Power delivery is noticeably nippier than many of the learner bikes that share the same category, with plenty of torque to accelerate you through traffic.

The bike is also exceptionally nimble, meaning it can really be thrown around for some fun and provides great feedback even through the relatively thin tyres, with plenty of grip to match the performance.

Braking is also quite good through the front rotor, while the rear drum helps drop off speed and slow at lower speeds, while providing additional control for the nimble package. Overall braking is quite good, considering it is only sporting a single front rotor/caliper combo, while the other fork also comes complete with mounting points that would make adding an additional rotor and caliper much easier.
And this is really where Yamaha’s vision becomes clear.

The SR500 was extremely popular and the SR400 in the Japanese market has shared that popularity. The bikes have however been a popular choice for modifications and typically attract a much more discerning buyer.

This isn’t a bike aimed purely at the LAMS market as a great cheap first bike option that will be quickly upgraded (normally as soon as possible). This bike is an investment that is designed to receive plenty of aftermarket modifications, with kits being developed by a variety of custom bike shops even prior to the bike’s launch.


It is the blank canvas designed to be molded to an owners desires, whether that be a caf racer conversion, or any other form of custom classic, from the racer inspired to anything you can think of.
What will no doubt disappoint some is the fact the current 399cc version has lost almost 10hp on the original, which had 32hp, compared to the current 23hp. Of course performance mods are a common step on the original, particularly if they can avoid making kick-starting more difficult, and the SR400 we had with the aftermarket exhaust certainly sounded a fair sight better than the stockers.

There’s no doubt the SR400 will become the basis for many a custom project, with original SR500s almost unheard of as owners improved the machine in various ways, whether it be performance or looks-wise.

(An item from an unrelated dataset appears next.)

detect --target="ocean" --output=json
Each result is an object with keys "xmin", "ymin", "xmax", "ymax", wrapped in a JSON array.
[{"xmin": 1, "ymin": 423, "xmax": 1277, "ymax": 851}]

The real question will be how extreme these creations get and what type of performance will be wrung out of the little 399cc single.

You only have to look at the work being done at Gasolina to create a custom kit for the SR400 to know riders are in for a treat when it comes to custom accessories for the latest SR. With custom creators around the country taking up the challenge, the SR400 is sure to become a premium motorcycle once fully fitted out to suit people’s specific tastes.



WARRANTY: Two-year, unlimited kilometre
COLOURS: Matt Grey

CLAIMED POWER: 17.1kW[22.9hp]@6500rpm
CLAIMED TORQUE: 27.4Nm[20.2ft-lbs]@3000rpm

ENGINE: Air-cooled, four-stroke single-cylinder, two-valve, SOHC, 399cc, 87 x 67.2mm bore x stroke, 8.5:1 compression, EFI, TCI ignition, kick-start, dry sump

CHASSIS: Steel double cradle frame

SUSPENSION: Conventional forks, 150mm travel, dual shocks, 125mm travel

BRAKES: Single front 298mm rotor, twin-piston caliper, rear drum brake

WHEELS & TYRES: Metzeler Perfect ME 77 tubed, (F) 90/100-18 54S, (R) 110/90-18 61S

INSTRUMENTS: Analogue speedo and tacho.